Home is where you do not have to justify your presence. Blackfriars is my home. I do not have to give any reason for being here. I do not have to merit my place in the community, or establish that I am an upright friar with the correct views. I just belong.
Jesus says, to the disciples, ‘the word which you hear is not mine, but the Father’s, who sent me.’ Jesus does not own the words he speaks. They belong to his Father. And if he does not own them, then nor do we. We cannot claim possession of the word of God and use it to beat up other people and expel them from their home. The truth of the gospel is in no one’s mastery.
We are preparing for the feast of Pentecost, when the Holy Spirit will dwell with us. Jesus says, ‘The Counsellor, the Holy Spirit, whom the Father will send in my name, he will teach you all things, and bring to your remembrance all that I have said to you.’ This does not mean that each of the apostles will remember everything.
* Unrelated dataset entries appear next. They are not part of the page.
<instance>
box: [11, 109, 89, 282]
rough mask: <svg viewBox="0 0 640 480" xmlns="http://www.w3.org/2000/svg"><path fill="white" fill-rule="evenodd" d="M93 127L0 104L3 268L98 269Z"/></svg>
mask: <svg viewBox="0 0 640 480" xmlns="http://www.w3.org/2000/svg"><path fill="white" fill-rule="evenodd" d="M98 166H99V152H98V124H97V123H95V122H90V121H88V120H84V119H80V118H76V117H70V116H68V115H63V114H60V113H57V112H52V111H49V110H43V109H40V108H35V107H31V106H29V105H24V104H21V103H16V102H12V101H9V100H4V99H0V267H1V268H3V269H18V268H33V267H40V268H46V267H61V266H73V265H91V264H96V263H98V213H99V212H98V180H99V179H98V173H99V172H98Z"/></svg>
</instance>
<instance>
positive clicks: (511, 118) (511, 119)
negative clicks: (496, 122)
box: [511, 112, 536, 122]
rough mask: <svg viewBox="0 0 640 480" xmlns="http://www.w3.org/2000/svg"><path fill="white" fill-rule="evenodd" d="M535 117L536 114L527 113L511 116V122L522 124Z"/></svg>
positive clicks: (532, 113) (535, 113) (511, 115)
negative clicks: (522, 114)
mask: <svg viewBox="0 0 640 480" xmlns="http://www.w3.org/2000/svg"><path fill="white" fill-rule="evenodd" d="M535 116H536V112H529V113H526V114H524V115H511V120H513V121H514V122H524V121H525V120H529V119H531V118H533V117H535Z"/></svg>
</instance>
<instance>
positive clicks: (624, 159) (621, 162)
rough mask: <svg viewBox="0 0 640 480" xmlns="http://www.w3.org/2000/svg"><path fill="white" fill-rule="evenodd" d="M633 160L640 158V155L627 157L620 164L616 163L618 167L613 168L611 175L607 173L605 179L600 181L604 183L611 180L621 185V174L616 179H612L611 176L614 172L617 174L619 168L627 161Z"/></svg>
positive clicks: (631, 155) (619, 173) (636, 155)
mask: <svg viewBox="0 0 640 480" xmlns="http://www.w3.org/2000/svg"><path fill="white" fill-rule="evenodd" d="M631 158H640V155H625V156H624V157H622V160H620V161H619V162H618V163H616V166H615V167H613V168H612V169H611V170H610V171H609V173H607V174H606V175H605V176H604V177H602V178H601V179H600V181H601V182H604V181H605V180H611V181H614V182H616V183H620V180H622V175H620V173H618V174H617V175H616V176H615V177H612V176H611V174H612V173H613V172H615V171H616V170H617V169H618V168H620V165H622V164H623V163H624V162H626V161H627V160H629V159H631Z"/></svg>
Some may remember Jesus’ compassion; others will remember his justice or his preaching of the Kingdom. Some will remember parables and others miracles. We have four gospels, four memories.
The Holy Spirit is poured upon us too. We each cherish some aspect of the gospel. But none of us has the right to claim that his or her memory is the only one and threaten people who cherish another. We need each other’s memories if we are to get a small glimpse of the whole truth. This is not wish washy relativism. It is building the home in which God may dwell.
‘Peace I leave with you; my peace I give to you. Not as the world gives do I give to you. Let not your hearts be troubled, neither let them be afraid.’ Let us try to build the Church as our common home in God. Here we should be untroubled and unafraid. The Church should be a large, capacious home for all sorts of oddbods, saints and sinners, progressives and conservatives, the convinced and the searching. It is Catholic, which means Universal. Let us not shrink it to the size of our own small hearts and minds.